Here’s our proposal:
class AccumMetric(Metric):
"Stores predictions and targets on CPU in accumulate to perform final calculations with `func`."
def __init__(self, func, dim_argmax=None, sigmoid=False, softmax=False, proba=False, thresh=None, to_np=False, invert_arg=False,
flatten=True, **kwargs):
store_attr(self,'func,dim_argmax,sigmoid,softmax,proba,thresh,flatten')
self.to_np,self.invert_args,self.kwargs = to_np,invert_arg,kwargs
def reset(self): self.targs,self.preds = [],[]
def accumulate(self, learn):
pred = learn.pred.argmax(dim=self.dim_argmax) if (self.dim_argmax and not self.proba) else learn.pred
if self.sigmoid: pred = torch.sigmoid(pred)
if self.thresh: pred = (pred >= self.thresh)
if self.softmax:
pred = F.softmax(pred, dim=-1)
if learn.dls.c == 2: pred = pred[:, -1]
targ = learn.y
pred,targ = to_detach(pred),to_detach(targ)
if self.flatten: pred,targ = flatten_check(pred,targ)
self.preds.append(pred)
self.targs.append(targ)
@property
def value(self):
if len(self.preds) == 0: return
preds,targs = torch.cat(self.preds),torch.cat(self.targs)
if self.to_np: preds,targs = preds.numpy(),targs.numpy()
return self.func(targs, preds, **self.kwargs) if self.invert_args else self.func(preds, targs, **self.kwargs)
@property
def name(self): return self.func.func.__name__ if hasattr(self.func, 'func') else self.func.__name__
def skm_to_fastai(func, is_class=True, thresh=None, axis=-1, sigmoid=None, softmax=False, proba=False, **kwargs):
"Convert `func` from sklearn.metrics to a fastai metric"
dim_argmax = axis if is_class and thresh is None else None
sigmoid = sigmoid if sigmoid is not None else (is_class and thresh is not None)
return AccumMetric(func, dim_argmax=dim_argmax, sigmoid=sigmoid, softmax=softmax, proba=proba, thresh=thresh,
to_np=True, invert_arg=True, **kwargs)
def APScore(axis=-1, average='macro', pos_label=1, sample_weight=None):
"Average Precision for binary single-label classification problems"
return skm_to_fastai(skm.average_precision_score, axis=axis, flatten=False, softmax=True, proba=True,
average=average, pos_label=pos_label, sample_weight=sample_weight)
def APScoreMulti(axis=-1, average='macro', pos_label=1, sample_weight=None):
"Average Precision for multi-label classification problems"

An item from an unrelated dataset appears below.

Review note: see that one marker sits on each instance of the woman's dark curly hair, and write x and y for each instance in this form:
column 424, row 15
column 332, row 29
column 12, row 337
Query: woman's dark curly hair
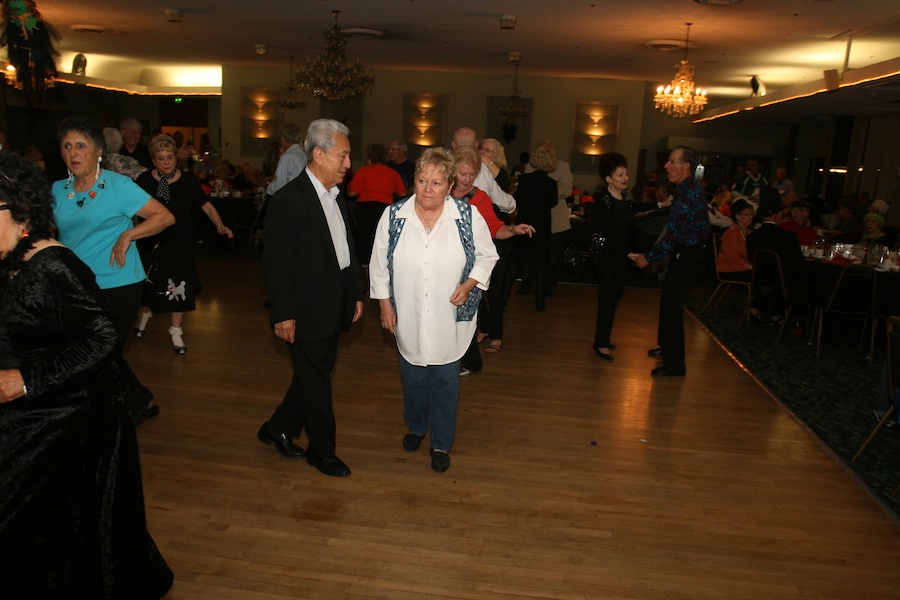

return skm_to_fastai(skm.average_precision_score, axis=axis, flatten=False, sigmoid=True, proba=True,
average=average, pos_label=pos_label, sample_weight=sample_weight)
def RocAuc(axis=-1, average='macro', sample_weight=None, max_fpr=None, multi_class='raise', labels=None):
"Area Under the Receiver Operating Characteristic Curve for single-label classification problems"
"""use default multi_class ('raise') for binary-class, and 'ovr'(average AUC of each class against the rest)
or 'ovo' (average AUC of all possible pairwise combinations of classes) for multi-class tasks"""
return skm_to_fastai(skm.roc_auc_score, axis=axis, flatten=False, softmax=True, proba=True,
average=average, sample_weight=sample_weight, max_fpr=max_fpr, multi_class=multi_class, labels=labels)
def RocAucMulti(axis=-1, average='macro', sample_weight=None, max_fpr=None):
"Area Under the Receiver Operating Characteristic Curve for multi-label classification problems"
return skm_to_fastai(skm.roc_auc_score, axis=axis, flatten=False, sigmoid=True, proba=True,
average=average, sample_weight=sample_weight, max_fpr=max_fpr)
Please, let us know if we can help you in any way with this.